Сперва раздавался только смутный, неразборчивый шум; судебный исполнитель расхаживая взад-вперед среди публики, являясь как бы связующим звеном между залом и членами Суда; затем он подвел нескольких человек к судейскому столу и председатель очень торопливо, с равнодушным видом произнес решение суда, которое он, в заботах об истине и правосудии, откладывал целую неделю. Затем перешли к перечислению предстоящих дел. Наконец, назвали имена обвиняемых, присутствующих в зале суда. И тотчас же судья без приличествующих случаю вступительных слов, обратив вопрошающий взгляд на сгорбленного старика с длинной белой бородой, спросил, что привело его на эту позорную скамью. Это печальное и постыдное дело было рассмотрено чрезвычайно быстро: речь шла о посягательстве на невинность, совершенном этим человеком, который до сих пор вел приличную, безупречную жизнь. Старик лил обильные слезы и чуть было не лишился чувств, когда его приговорили к восемнадцати месяцам тюрьмы без права обжалования.
Стража увела его почти что в обморочном состоянии.
Зал развеселился, когда начался допрос негра, обвиняемого в том, что не хотел платить за комнату в меблирашках под тем предлогом, что однажды ночью, когда он вернулся очень поздно, хозяин его не впустил, утверждая, будто он так пьян, что не сумеет подняться по лестнице. Поскольку негр задал хозяину трепку, он получил две недели тюремного заключения, чем, видимо, остался вполне доволен.
Затем председатель вступил в долгий и нудный спор с болтливой толстухой, торговкой вразнос, которую обвиняли в том, что она отказалась уйти с облюбованного места, как ей велели полицейские, да еще, как водится, обозвала их суками и шлюхами.
После этого наступила очередь Раймонды. Председатель подал знак, и девушка, выпрямившись, поднялась с позорной скамьи, бледная, как смерть. Судебный исполнитель пробежал глазами свои бумаги, заволновался и объявил пронзительным голосом:
— Дело о краже на улице Лоран-Пиша… Соблюдать тишину, господа! Свидетели явились? Господа Руллош, Жермен Дюваль, девица Огюста, госпожа де Бремонваль, бригадир Массон!..
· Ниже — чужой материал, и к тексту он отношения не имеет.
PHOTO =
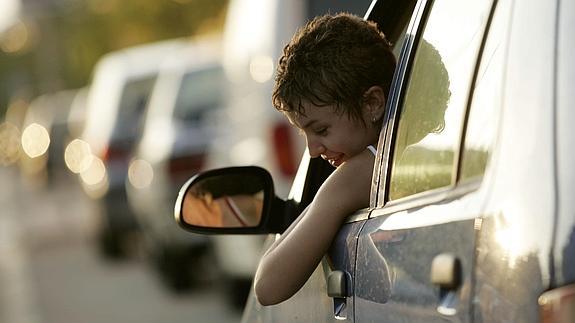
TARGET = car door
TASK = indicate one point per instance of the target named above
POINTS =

В зале возникла суматоха, свидетели по очереди подходили к судебному исполнителю, и он, отметив их отсылал прочь. Г-жа де Бремонваль не явилась. Председатель суда с иронической усмешкой передал своим помощникам надушенную записочку, в которой эта знатная дама, под предлогом внезапной болезни, сообщала о невозможности присутствовать на заседании суда.
Меж тем Фандор, смешавшись с толпой, дал волю своему удивлению. Он подтолкнул локтем Жюва, стоящего с ним рядом.
— Жюв, — сказал он, — вы узнали, кто они такие?
Жюв кивнул.
— Конечно, — ответил он шепотом, — этот Руллош никто иной, как таинственный Фонарь, имени которого мы до сих пор не знали… Дюваль и Огюста, по-видимому, слуги этой госпожи де Бремонваль. Что касается бригадира Массона — нам ли его не знать!
— Жюв, — сказал опять Фандор, указывая на противоположный конец зала, где стоял какой-то человек, явившийся, видимо, поглазеть на процесс. — Жюв, никак это Глазок? Закадычный приятель Фонаря?